Héctor Jaramillo Gutiérrez of the Chilean Mutual for Safety CChC (Mutual de Seguridad CChC) focussed on occupational safety and health during the pandemic (read our analysis on prevention work in Latin America). For him, flexibility is the keyword that has defined the response to the pandemic. Everyone was suddenly faced with a new reality, and agility, flexibility and cooperation were key an effective response. In terms of the workplace, in particular the switch from meeting face to face to meeting digitally was instant and widespread. Through a solution oriented approach, protocols and ways of working were changed and updated. Mr Gutiérrez was positively surprised by the ability to be flexible and adapt, and this also points to a new worklife reality. New monitoring and use of data is also important in ensuring occupational safety and health, for example data on the roll-out of vaccinations, which can inform decisions on the possibility of returning to the office.

In Europe, Spain had to handle a very rapid spread of COVID-19 during a period in 2020 (read our analysis on social security responses in Spain). Francisco De Argila Lefler, from the National Social Security Institute (Instituto Nacional de la Seguridad Social –  INSS) outlined the continuous reinforcement and introduction of new schemes, and how ICT played an enormous role in getting to grips with the pandemic. On this note, he flipped the image and asked what would happen if the next crisis was a cyber-attack? With social security moving faster and faster towards a digital reality, how would we cope if our digital solutions were put out of service? Could we go back-to traditional non-digital solutions? Probably not, which emphasises the importance of back-up plans and solutions, and of preparing for the unexpected crisis.

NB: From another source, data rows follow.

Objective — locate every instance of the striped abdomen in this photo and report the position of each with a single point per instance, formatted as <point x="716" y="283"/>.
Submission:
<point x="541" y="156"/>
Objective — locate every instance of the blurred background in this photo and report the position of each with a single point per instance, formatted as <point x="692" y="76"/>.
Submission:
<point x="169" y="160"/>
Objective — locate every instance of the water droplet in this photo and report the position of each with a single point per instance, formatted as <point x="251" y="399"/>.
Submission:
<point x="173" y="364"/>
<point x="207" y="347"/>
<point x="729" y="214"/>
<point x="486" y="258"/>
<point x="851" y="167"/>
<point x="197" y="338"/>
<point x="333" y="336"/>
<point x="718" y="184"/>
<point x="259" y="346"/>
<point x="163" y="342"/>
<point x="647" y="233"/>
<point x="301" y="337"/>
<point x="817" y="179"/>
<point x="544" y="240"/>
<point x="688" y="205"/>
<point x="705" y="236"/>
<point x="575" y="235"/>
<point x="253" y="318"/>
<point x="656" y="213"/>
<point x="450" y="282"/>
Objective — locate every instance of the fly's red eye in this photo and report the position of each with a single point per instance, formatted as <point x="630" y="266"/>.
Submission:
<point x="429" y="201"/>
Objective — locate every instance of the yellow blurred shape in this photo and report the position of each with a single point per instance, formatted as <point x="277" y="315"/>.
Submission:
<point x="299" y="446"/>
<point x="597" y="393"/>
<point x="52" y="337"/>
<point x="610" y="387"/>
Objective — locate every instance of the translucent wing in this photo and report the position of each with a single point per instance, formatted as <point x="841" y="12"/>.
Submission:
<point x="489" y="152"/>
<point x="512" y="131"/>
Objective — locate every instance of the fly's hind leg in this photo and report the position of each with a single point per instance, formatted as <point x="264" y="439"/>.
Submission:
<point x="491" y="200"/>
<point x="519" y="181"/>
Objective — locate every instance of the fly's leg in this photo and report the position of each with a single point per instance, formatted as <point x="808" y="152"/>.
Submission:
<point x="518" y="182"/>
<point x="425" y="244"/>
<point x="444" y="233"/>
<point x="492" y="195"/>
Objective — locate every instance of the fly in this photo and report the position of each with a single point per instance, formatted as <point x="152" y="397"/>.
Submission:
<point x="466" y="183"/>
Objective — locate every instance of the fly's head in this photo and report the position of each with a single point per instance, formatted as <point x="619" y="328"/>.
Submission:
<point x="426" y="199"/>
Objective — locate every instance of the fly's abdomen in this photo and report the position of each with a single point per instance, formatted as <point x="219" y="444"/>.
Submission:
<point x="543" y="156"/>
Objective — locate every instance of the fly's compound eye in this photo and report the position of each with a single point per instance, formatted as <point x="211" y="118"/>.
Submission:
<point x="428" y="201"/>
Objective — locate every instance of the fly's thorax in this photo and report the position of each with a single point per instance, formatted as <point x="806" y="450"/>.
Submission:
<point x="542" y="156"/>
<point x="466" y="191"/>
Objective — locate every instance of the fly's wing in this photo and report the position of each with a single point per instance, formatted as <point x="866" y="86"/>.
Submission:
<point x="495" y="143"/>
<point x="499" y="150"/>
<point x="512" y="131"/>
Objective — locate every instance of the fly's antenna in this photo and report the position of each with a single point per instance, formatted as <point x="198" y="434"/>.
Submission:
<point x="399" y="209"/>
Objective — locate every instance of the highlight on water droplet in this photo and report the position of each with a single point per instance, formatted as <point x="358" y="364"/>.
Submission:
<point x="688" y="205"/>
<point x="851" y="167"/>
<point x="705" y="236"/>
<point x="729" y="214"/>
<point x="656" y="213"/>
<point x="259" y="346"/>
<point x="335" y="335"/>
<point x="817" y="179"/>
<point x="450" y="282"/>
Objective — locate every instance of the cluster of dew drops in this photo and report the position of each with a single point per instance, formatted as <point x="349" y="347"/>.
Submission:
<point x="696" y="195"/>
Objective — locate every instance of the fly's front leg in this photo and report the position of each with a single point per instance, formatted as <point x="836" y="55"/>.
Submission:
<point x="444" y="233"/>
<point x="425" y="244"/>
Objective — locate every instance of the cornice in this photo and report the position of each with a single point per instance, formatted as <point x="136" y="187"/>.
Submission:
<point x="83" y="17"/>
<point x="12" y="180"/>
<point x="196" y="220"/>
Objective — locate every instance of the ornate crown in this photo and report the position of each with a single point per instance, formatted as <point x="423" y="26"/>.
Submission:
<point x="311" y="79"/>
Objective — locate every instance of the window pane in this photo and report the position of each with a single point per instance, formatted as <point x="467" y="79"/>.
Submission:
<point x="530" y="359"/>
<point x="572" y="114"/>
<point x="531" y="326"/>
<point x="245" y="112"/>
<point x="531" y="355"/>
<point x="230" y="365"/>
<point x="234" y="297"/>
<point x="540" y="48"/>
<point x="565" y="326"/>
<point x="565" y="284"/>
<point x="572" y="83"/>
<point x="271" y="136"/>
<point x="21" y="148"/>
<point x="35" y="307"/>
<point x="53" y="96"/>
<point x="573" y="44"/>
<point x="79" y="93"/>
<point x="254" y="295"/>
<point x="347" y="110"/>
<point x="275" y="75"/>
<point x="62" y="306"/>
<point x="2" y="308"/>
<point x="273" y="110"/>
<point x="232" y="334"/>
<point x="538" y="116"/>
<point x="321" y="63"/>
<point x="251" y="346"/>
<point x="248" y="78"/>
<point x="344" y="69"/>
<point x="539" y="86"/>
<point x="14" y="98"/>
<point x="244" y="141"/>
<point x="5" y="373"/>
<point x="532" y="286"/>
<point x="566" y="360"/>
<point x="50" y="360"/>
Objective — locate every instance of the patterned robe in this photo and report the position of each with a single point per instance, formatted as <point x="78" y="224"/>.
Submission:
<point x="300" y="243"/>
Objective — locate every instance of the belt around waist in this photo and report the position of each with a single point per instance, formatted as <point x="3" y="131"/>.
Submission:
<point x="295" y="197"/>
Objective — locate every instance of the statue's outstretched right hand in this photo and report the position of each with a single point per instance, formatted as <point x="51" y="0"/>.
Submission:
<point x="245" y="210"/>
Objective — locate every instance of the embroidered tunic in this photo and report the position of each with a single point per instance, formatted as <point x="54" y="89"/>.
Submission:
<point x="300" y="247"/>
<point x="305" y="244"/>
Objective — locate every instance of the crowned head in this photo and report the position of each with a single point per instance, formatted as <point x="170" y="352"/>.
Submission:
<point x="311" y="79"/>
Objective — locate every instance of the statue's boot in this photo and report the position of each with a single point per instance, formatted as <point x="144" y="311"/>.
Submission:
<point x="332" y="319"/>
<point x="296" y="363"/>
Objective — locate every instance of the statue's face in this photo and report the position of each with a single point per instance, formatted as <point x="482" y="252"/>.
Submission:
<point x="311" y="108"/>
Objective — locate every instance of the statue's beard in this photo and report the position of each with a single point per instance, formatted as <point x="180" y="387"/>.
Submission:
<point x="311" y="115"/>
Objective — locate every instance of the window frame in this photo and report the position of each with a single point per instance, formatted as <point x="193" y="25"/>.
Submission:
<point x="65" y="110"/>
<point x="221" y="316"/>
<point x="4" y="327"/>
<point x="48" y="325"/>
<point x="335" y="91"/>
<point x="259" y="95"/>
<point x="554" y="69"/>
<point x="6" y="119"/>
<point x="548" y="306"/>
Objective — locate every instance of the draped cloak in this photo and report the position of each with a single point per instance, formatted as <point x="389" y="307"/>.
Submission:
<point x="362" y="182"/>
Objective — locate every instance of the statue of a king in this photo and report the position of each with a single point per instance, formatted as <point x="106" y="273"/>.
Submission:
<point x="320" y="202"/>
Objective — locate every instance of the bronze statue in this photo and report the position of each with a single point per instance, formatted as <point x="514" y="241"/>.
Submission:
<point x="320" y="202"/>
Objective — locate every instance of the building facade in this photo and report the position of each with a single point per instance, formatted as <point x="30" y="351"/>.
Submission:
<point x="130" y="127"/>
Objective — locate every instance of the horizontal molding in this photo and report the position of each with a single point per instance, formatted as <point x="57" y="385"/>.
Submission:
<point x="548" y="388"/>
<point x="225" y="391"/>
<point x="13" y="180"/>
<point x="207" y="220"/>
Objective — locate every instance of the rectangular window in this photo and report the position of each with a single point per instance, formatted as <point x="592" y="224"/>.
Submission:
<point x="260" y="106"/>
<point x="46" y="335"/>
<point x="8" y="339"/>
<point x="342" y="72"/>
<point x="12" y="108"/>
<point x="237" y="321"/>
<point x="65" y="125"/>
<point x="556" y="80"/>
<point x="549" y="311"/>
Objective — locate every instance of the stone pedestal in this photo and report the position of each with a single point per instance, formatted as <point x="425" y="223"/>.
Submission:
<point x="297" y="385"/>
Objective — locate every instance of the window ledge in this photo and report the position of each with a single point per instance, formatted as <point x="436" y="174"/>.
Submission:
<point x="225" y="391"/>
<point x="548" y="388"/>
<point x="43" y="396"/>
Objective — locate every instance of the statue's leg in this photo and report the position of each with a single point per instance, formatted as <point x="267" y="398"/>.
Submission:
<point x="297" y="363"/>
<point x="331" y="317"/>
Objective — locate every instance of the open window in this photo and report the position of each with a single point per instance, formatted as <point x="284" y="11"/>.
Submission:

On this note, Indrek Holst, Director General of ENSIB, Estonia, stressed that even the most digitalized countries, institutions and systems, have their challenges when responding to a pandemic or other crises. His country markets itself as e-estonia, and prides itself with 99% of governmental services being online. Naturally, the Estonian response to COVID-19 has been managed highly digitally, for example with an efficient digital register for vaccination, which is linked to the amount and distribution of vaccines. At the same time, like others, he also stressed the threat of a cyber-attack, and the importance of dealing very carefully with data. In the area of efficiency gains still to be realized, he stressed the importance of breaking down silos within the public sector and in particular the great potential of closer cooperation between the social and health areas.

Raúl Ruggia-Frick highlighted the relevance of these lessons learnt to improve institutions’ capacity and readiness to deploy quick responses and to ensure the continuity of services in a crisis context. The experiences shared by the institutions show the importance of inter-institutional collaboration to maintain quality information about beneficiaries and contributors, of flexibility and agility to quickly adapt to new contexts, and of a robust protection of key systems and data. These elements will be taken into account in upcoming ISSA Guidelines on the continuity of social security services and institutional resilience.

See you in Tallinn in 2022

The ICT Virtual Symposium was organized in anticipation of the 16th ISSA International Conference on Information and Communication Technology in Social Security. Meant to take place in May 2021, COVID-19 made it necessary to move this to May 2022. Like the virtual symposium, next year’s event will be organized in cooperation with ENSIB. Its CEO, Indrek Holst, rounded off the virtual symposium by welcoming all ISSA members to Tallinn next year, and by presenting a short promotional video for the event.